The traditional music industry is a good example of a flawed system of discovery: Artists have bodies of work, and perhaps very local, very small audiences (relatively speaking). A large record label selects an incredibly small percentage of these artists, whose body of work they promote and distribute to a much larger audience. This is how the majority of audiences currently discover new music – via the marketing efforts of a large organisation (directly or not) that has little to do with the artist-audience relationship, other than a profit motive.

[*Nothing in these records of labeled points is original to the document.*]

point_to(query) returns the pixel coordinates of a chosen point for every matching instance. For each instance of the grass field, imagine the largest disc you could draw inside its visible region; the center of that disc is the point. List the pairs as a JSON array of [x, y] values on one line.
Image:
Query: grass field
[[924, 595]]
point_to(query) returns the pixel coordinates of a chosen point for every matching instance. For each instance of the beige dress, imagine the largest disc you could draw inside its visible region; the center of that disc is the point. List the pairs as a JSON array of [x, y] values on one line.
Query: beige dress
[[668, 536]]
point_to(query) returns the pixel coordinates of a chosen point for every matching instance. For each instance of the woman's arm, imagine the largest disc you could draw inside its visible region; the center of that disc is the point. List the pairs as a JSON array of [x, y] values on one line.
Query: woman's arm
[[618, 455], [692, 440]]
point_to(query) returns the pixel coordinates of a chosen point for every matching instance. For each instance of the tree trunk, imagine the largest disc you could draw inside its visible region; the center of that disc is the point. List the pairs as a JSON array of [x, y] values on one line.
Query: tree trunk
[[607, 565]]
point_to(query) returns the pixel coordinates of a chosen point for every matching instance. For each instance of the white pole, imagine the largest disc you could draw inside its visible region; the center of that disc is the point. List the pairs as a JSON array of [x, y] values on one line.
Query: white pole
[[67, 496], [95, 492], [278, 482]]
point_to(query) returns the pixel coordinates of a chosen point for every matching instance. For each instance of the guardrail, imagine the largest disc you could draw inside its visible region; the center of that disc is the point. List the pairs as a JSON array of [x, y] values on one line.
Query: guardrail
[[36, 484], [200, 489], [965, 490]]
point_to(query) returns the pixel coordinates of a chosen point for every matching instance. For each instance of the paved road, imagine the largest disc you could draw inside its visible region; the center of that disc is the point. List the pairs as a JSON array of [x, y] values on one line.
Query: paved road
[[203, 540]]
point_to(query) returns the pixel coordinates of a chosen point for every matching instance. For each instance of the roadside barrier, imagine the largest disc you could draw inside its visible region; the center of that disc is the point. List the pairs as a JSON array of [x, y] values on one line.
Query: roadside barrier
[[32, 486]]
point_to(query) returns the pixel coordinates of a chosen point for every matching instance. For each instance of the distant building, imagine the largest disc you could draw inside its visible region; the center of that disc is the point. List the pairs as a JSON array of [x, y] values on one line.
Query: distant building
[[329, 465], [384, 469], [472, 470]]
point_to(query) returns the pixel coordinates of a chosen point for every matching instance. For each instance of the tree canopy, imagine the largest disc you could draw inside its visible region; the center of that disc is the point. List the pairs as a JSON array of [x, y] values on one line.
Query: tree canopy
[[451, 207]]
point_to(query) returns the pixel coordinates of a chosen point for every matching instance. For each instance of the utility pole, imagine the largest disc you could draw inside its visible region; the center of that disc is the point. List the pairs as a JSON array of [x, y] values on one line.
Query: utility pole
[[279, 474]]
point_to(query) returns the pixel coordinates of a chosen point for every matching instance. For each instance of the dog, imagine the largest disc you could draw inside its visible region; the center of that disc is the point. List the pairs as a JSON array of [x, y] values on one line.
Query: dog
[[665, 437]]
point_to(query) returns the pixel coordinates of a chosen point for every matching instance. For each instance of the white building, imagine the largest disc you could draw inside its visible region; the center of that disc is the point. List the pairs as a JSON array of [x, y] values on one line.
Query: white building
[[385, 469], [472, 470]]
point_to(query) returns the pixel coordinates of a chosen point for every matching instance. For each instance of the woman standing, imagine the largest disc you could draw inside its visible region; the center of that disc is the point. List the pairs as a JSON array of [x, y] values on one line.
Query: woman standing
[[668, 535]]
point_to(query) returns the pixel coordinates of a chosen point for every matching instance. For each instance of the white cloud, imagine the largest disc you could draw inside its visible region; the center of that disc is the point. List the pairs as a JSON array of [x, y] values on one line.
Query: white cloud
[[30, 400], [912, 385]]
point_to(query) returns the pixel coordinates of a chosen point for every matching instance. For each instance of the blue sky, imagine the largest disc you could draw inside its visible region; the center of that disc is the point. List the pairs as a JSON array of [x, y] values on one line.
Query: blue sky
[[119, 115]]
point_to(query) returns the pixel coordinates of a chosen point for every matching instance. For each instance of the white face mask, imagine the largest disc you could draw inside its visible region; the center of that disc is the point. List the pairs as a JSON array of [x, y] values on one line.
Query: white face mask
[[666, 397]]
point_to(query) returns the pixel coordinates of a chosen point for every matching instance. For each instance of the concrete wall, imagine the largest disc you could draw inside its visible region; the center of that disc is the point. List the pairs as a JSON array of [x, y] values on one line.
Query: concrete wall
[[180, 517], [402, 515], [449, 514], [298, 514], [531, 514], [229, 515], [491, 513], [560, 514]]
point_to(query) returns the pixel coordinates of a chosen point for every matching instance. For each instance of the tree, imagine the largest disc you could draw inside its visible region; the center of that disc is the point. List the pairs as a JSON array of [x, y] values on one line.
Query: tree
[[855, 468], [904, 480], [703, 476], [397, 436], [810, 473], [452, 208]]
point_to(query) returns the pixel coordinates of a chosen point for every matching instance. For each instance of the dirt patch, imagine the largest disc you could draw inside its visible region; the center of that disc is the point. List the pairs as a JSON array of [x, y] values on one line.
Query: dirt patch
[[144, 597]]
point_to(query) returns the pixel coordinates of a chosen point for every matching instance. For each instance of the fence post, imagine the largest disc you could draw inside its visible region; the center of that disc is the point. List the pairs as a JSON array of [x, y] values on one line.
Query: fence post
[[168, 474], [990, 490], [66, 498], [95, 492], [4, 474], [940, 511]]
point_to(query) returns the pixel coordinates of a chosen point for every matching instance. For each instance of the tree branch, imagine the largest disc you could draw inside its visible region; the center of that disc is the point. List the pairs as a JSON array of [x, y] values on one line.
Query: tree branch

When music had to be transferred using physical items, such as records or CDs, record labels made sense: they distributed these physical goods. This is now taken care of in much more efficient ways, and artists can distribute their work to whoever wants to hear it, instantly and almost free, via the internet. The problem of dscovery – making the connection between artists and listeners – still exists, however, and although there are some attempts at a solution, I think we’ll look back on these as rudimentary and largely ineffective.
When a large record label, or radio station, takes on the role of the link between artist and listener, there’s a huge conflict of interests: profit versus people. If profit is the driving factor, an organisation is forced to select artists that are more efficient at generating profit – those that can sell the same piece of music to lots of people. This is how we end up with a glut of work deliberately aimed at the lowest-common-denominator. Thus, these organisations harm the artfulness that is meant to be at the very core of the industry.
So, we’re left with the problem of discovery: how do we find the music that makes the hair stand up on the backs of our necks, but that we haven’t even heard of yet, within an impossibly large body of work? I don’t have the answer, but I’m fairly certain that it hinges upon better networks of people with real passion for the music they listen to. In the future, we’ll hear about new music through the people we know and trust, they’ll have heard about it via someone they know and trust, and at some point in this chain, the artist themselves will be part of the network, rather than a product on the other end of a marketing machine.
The music industry makes a good example, but the problem of discovery is increasingly pertinent in numerous other areas. Right now, we should be preparing – and pushing – for this future, and thinking about how we can use existing technologies to improve the network. Ultimately, as with almost anything, people are the key factor here, and technology can now facilitate levels of human networking activity that have not previously been possible.
The ways in which we discover new music, literature, art, and various other creative produce, are changing quickly. There are many more questions regarding this space than there are answers, and this makes for exciting times, full of opportunities to create change and help shape a better – more genuinely and personally connected – future. This isn’t about definitive answers, or predicting the future, though; it’s about the inspiration and facility to experiment with changes to old models, and the possibility of restructuring these connections so that we’re much less dependent upon organisations whose only motive is profit.